The main takeaway from the point however is not just the clear conclusion reached, but also the force with which it presented, clarifying any uncertainty generated by Cartwright.
Harrison sets out that compensation payable as a result of a settlement by way of part 36 CPR is not an “order for damages and interest” within the meaning of part 44.14 CPR and gives clear explanation as to the reasoning behind the conclusion. The consequence is that in the absence of any agreement to the contrary between the parties, a settlement sum should not be subject to costs set off. Whilst the CPR may well be subject to future change on this point, this is the current lay of the legal landscape.
One small point of contention from the Judgment is the apparent inconsistency with situations where a Claimant in a similar position, pushes on to trial and fails to better a Defendant’s part 36 CPR offer.
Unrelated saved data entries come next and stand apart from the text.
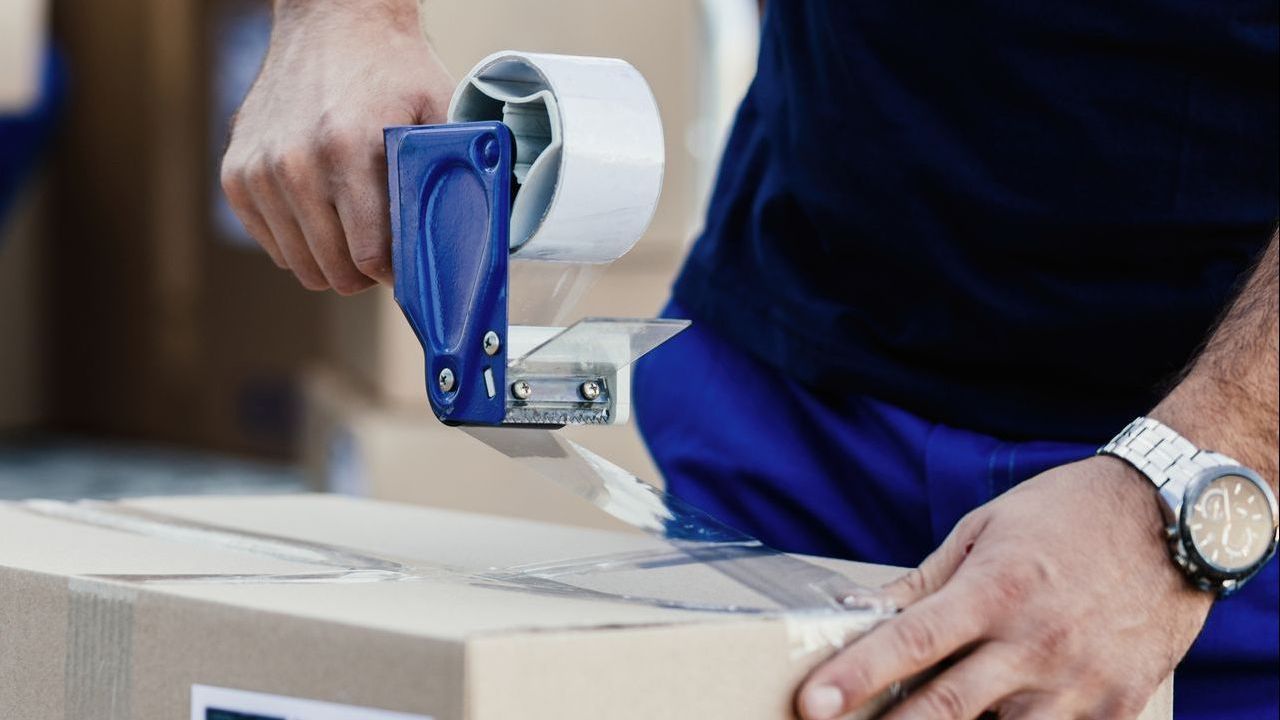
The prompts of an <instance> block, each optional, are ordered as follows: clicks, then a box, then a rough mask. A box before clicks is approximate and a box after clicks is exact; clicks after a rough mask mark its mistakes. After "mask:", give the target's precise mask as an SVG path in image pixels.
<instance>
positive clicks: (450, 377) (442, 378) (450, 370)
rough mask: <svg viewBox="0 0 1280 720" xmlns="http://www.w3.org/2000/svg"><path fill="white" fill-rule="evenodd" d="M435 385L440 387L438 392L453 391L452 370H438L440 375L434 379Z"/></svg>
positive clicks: (446, 368)
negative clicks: (435, 383) (436, 384)
mask: <svg viewBox="0 0 1280 720" xmlns="http://www.w3.org/2000/svg"><path fill="white" fill-rule="evenodd" d="M435 383H436V384H438V386H440V392H449V391H451V389H453V370H451V369H448V368H443V369H440V374H439V375H436V377H435Z"/></svg>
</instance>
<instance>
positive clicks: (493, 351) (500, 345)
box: [484, 331, 502, 356]
mask: <svg viewBox="0 0 1280 720" xmlns="http://www.w3.org/2000/svg"><path fill="white" fill-rule="evenodd" d="M499 348H502V341H500V340H498V333H495V332H493V331H489V332H486V333H484V354H485V355H489V356H493V355H497V354H498V350H499Z"/></svg>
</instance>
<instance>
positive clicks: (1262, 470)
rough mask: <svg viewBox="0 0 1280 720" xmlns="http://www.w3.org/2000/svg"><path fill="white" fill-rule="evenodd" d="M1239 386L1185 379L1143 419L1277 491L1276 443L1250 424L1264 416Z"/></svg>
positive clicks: (1201, 378) (1197, 377)
mask: <svg viewBox="0 0 1280 720" xmlns="http://www.w3.org/2000/svg"><path fill="white" fill-rule="evenodd" d="M1242 389H1243V388H1240V387H1239V386H1230V387H1224V384H1222V383H1220V382H1219V380H1216V379H1213V378H1207V377H1204V375H1203V374H1201V373H1193V374H1190V375H1188V377H1187V379H1184V380H1183V382H1181V383H1180V384H1179V386H1178V387H1176V388H1174V391H1172V392H1170V393H1169V396H1166V397H1165V400H1162V401H1161V402H1160V405H1157V406H1156V407H1155V409H1152V411H1151V413H1148V416H1149V418H1151V419H1153V420H1158V421H1161V423H1164V424H1165V425H1167V427H1169V428H1171V429H1172V430H1174V432H1176V433H1178V434H1180V436H1183V437H1184V438H1187V439H1188V441H1189V442H1190V443H1192V445H1194V446H1196V447H1197V448H1199V450H1208V451H1212V452H1219V454H1222V455H1226V456H1230V457H1233V459H1235V460H1236V461H1238V462H1240V464H1242V465H1244V466H1245V468H1249V469H1252V470H1253V471H1256V473H1258V475H1261V477H1262V479H1265V480H1266V482H1267V483H1268V484H1270V486H1271V488H1272V489H1275V488H1276V475H1277V471H1276V470H1277V469H1276V438H1275V436H1272V434H1270V433H1268V432H1267V430H1266V425H1267V424H1266V423H1261V421H1251V419H1252V418H1254V416H1256V415H1258V414H1260V413H1261V414H1262V415H1265V414H1266V410H1265V409H1257V410H1256V409H1254V407H1253V406H1252V405H1251V401H1252V398H1248V397H1247V396H1248V393H1244V392H1242Z"/></svg>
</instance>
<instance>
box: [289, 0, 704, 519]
mask: <svg viewBox="0 0 1280 720" xmlns="http://www.w3.org/2000/svg"><path fill="white" fill-rule="evenodd" d="M707 22H708V17H707V14H705V12H704V10H703V9H701V5H700V4H699V3H657V4H655V3H644V1H636V0H627V1H622V3H598V1H595V0H554V1H545V3H485V4H480V3H467V1H465V0H447V1H431V3H426V4H424V14H422V27H424V31H425V32H426V33H428V35H429V36H430V38H431V42H433V45H434V46H435V49H436V51H438V53H439V54H440V58H442V60H443V61H444V64H445V67H447V68H448V69H449V70H451V73H452V74H453V76H454V77H456V78H460V77H462V76H465V74H466V72H467V70H470V69H471V67H474V65H475V64H476V63H477V61H480V60H481V59H484V58H485V56H486V55H489V54H490V53H494V51H499V50H507V49H516V50H530V51H545V53H562V54H576V55H603V56H616V58H622V59H625V60H627V61H630V63H631V64H634V65H635V67H636V68H637V69H639V70H640V73H641V74H644V77H645V79H646V81H648V82H649V86H650V87H652V88H653V92H654V97H655V99H657V102H658V108H659V111H660V113H662V120H663V131H664V138H666V145H667V156H666V160H667V165H666V174H664V178H663V191H662V199H660V201H659V205H658V210H657V213H655V215H654V219H653V223H652V224H650V227H649V231H648V232H646V234H645V237H643V238H641V240H640V241H639V242H637V243H636V246H635V249H634V250H632V251H631V252H630V254H628V255H627V256H625V258H623V259H622V260H620V261H617V263H614V264H612V265H611V266H608V268H607V269H605V270H604V272H603V273H602V275H600V277H599V278H598V279H596V282H595V283H594V286H591V288H590V290H589V291H588V292H586V295H585V297H584V300H582V301H581V302H580V304H579V306H577V309H576V310H575V311H573V313H572V314H571V315H570V322H572V319H576V318H581V316H588V315H598V316H623V318H626V316H632V318H639V316H654V315H657V314H658V311H659V310H660V309H662V306H663V304H664V302H666V300H667V296H668V293H669V286H671V282H672V278H673V274H675V272H676V269H677V268H678V264H680V260H681V258H682V256H684V251H685V247H686V245H687V242H689V240H690V237H691V236H692V233H694V232H695V229H696V227H698V223H699V209H700V206H701V201H700V196H699V191H700V190H703V188H699V186H698V182H699V173H700V164H703V163H710V161H713V160H714V155H716V152H714V151H716V150H718V149H717V147H710V150H708V147H704V145H716V143H717V142H718V140H717V141H712V140H707V141H704V142H701V143H700V142H699V138H700V137H701V136H700V135H699V133H700V132H704V131H707V124H705V123H704V122H703V119H704V117H705V114H707V111H708V104H709V102H710V97H709V92H708V88H707V86H708V85H709V82H710V79H709V74H708V73H707V72H705V65H707V64H708V56H707V47H705V42H704V38H705V35H707ZM326 305H328V309H326V311H328V315H326V322H328V323H329V325H328V328H329V331H328V341H326V351H325V364H324V368H323V369H321V370H319V372H317V373H316V374H314V375H312V377H311V378H310V380H308V383H307V386H306V391H305V395H306V397H305V414H306V421H305V432H303V436H302V438H303V439H302V447H303V456H305V459H306V466H307V470H308V474H310V475H311V477H312V478H314V482H315V483H316V484H317V487H320V488H325V489H338V491H342V492H351V493H353V495H362V496H370V497H378V498H387V500H398V501H408V502H426V503H430V505H435V506H444V507H461V509H466V510H472V511H484V512H495V514H513V515H524V514H529V512H534V514H539V516H540V518H543V519H547V520H552V521H558V523H567V524H585V525H590V524H591V523H593V521H596V518H598V515H599V514H598V512H595V511H594V510H593V509H590V507H585V510H586V512H580V511H577V510H575V509H572V507H570V506H567V505H564V503H558V502H550V503H549V501H548V500H545V498H539V497H534V496H529V497H518V498H517V497H508V496H506V495H503V493H504V492H511V484H509V483H502V484H500V486H493V487H492V486H490V484H486V483H484V482H471V480H470V478H484V477H489V473H490V471H492V473H498V470H500V474H499V475H512V477H520V475H521V473H527V470H524V469H521V468H518V466H517V465H516V464H515V462H512V461H509V460H507V459H506V457H502V456H500V455H499V454H497V452H495V451H493V450H492V448H489V447H486V446H484V445H481V443H479V442H476V441H474V439H472V438H470V437H466V436H463V434H462V433H460V432H457V430H454V429H452V428H447V427H445V425H443V424H440V423H439V421H438V420H435V418H434V416H433V415H431V413H430V407H429V405H428V401H426V392H425V389H424V388H425V379H424V359H422V347H421V345H420V343H419V342H417V338H416V337H415V336H413V333H412V331H411V329H410V327H408V324H407V323H406V322H404V318H403V315H402V314H401V310H399V307H398V306H397V305H396V302H394V300H393V297H392V292H390V291H389V290H388V288H376V290H375V291H371V292H366V293H364V295H360V296H356V297H349V299H343V297H330V299H328V301H326ZM339 397H342V398H344V400H340V401H339V400H338V398H339ZM564 432H566V433H567V434H568V436H570V437H573V438H575V439H577V441H579V442H584V443H585V445H588V446H589V447H591V448H593V450H594V451H596V452H600V454H602V455H604V456H605V457H608V459H609V460H612V461H614V462H617V464H618V465H621V466H623V468H626V469H628V470H631V471H632V473H636V474H637V475H640V477H641V478H644V479H646V480H650V482H660V478H659V477H658V471H657V469H655V466H654V465H653V461H652V460H650V457H649V454H648V451H646V450H645V447H644V443H643V441H641V439H640V436H639V433H637V430H636V427H635V423H634V419H632V423H630V424H627V425H621V427H603V428H568V429H566V430H564ZM460 478H467V479H460ZM517 484H518V483H517ZM526 486H527V483H526V484H524V486H521V487H526ZM579 510H581V509H579Z"/></svg>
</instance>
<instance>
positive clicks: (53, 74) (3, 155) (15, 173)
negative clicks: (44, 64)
mask: <svg viewBox="0 0 1280 720" xmlns="http://www.w3.org/2000/svg"><path fill="white" fill-rule="evenodd" d="M64 85H65V69H64V68H63V64H61V60H60V59H59V58H58V56H56V55H55V54H54V53H52V51H51V50H50V51H49V53H47V55H46V61H45V65H44V70H42V74H41V90H40V97H38V100H37V101H36V105H35V106H33V108H31V109H28V110H24V111H23V113H20V114H8V115H5V114H0V223H3V222H4V218H5V215H6V214H8V210H9V206H10V205H12V204H13V200H14V197H15V196H17V193H18V191H19V190H20V188H22V183H23V182H24V181H26V179H27V176H28V174H29V173H31V169H32V165H35V163H36V158H37V156H38V155H40V151H41V150H42V149H44V147H45V143H46V142H47V141H49V137H50V135H52V129H54V123H55V119H56V115H58V108H59V105H60V102H61V97H63V87H64Z"/></svg>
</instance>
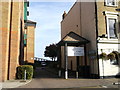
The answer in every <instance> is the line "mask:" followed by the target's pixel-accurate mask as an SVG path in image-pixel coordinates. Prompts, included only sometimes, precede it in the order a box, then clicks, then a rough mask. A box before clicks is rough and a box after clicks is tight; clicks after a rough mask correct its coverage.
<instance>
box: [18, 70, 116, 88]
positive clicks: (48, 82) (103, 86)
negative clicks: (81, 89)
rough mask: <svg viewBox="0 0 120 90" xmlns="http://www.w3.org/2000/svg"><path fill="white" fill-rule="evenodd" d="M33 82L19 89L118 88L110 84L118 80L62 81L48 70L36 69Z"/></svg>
mask: <svg viewBox="0 0 120 90" xmlns="http://www.w3.org/2000/svg"><path fill="white" fill-rule="evenodd" d="M36 71H37V72H36V75H35V78H33V80H32V81H31V82H30V83H28V84H26V85H23V86H20V87H19V88H118V85H113V84H112V83H114V82H118V79H115V78H112V79H73V78H71V79H70V78H69V79H67V80H66V79H64V78H58V76H57V75H56V74H55V73H53V72H51V71H50V69H49V68H37V69H36Z"/></svg>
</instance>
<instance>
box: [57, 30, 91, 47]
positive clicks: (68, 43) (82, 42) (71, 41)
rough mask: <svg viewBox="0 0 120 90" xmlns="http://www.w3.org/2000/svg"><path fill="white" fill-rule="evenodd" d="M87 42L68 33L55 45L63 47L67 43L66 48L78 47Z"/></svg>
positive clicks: (81, 38)
mask: <svg viewBox="0 0 120 90" xmlns="http://www.w3.org/2000/svg"><path fill="white" fill-rule="evenodd" d="M89 42H90V41H89V40H87V39H85V38H83V37H81V36H79V35H78V34H76V33H74V32H70V33H68V34H67V35H66V36H65V37H64V38H63V39H62V40H61V41H60V42H59V43H58V44H57V45H58V46H64V45H65V43H67V45H68V46H79V45H83V44H87V43H89Z"/></svg>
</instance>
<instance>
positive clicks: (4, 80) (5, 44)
mask: <svg viewBox="0 0 120 90" xmlns="http://www.w3.org/2000/svg"><path fill="white" fill-rule="evenodd" d="M1 4H2V5H1V6H2V8H1V11H0V12H2V18H1V19H0V22H2V25H1V26H0V29H1V31H2V32H1V33H0V34H2V35H1V36H2V43H0V45H1V48H2V53H1V54H2V55H1V56H2V61H1V62H2V64H1V65H2V81H5V80H7V75H8V73H7V72H8V54H9V52H8V50H9V31H10V28H9V27H10V8H11V2H2V3H1ZM0 78H1V77H0Z"/></svg>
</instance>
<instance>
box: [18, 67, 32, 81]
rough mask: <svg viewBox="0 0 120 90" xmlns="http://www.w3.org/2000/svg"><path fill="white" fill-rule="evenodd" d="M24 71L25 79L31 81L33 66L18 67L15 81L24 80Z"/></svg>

A Defendant in this position is going to have protection as to payment of the Claimants costs, but also be able to offset its costs post expiry of the offer against the Claimants Damages. Why not extend this to late acceptance of part 36 CPR offers?
The outcome some Defendants may argue appears to be that there is not really a clear penalty to a Claimant directly (other than the denial of their legal costs) in accepting expired and stale offers. It may well be that practically, these risks are being pushed away from Claimants, and onto legal representatives which comes with other determinants. It's also right to identify that the rules committee appears to be looking to address this issue and inconsistency, but those changes are not yet in effect.
However, I am not entirely certain that this is a needed change. The overriding objective works at its core to resolve matters without the parties having to have trials. The approach of Harrison encourages this through practical and straightforward means. It is commendable and I for one am grateful for the clarity.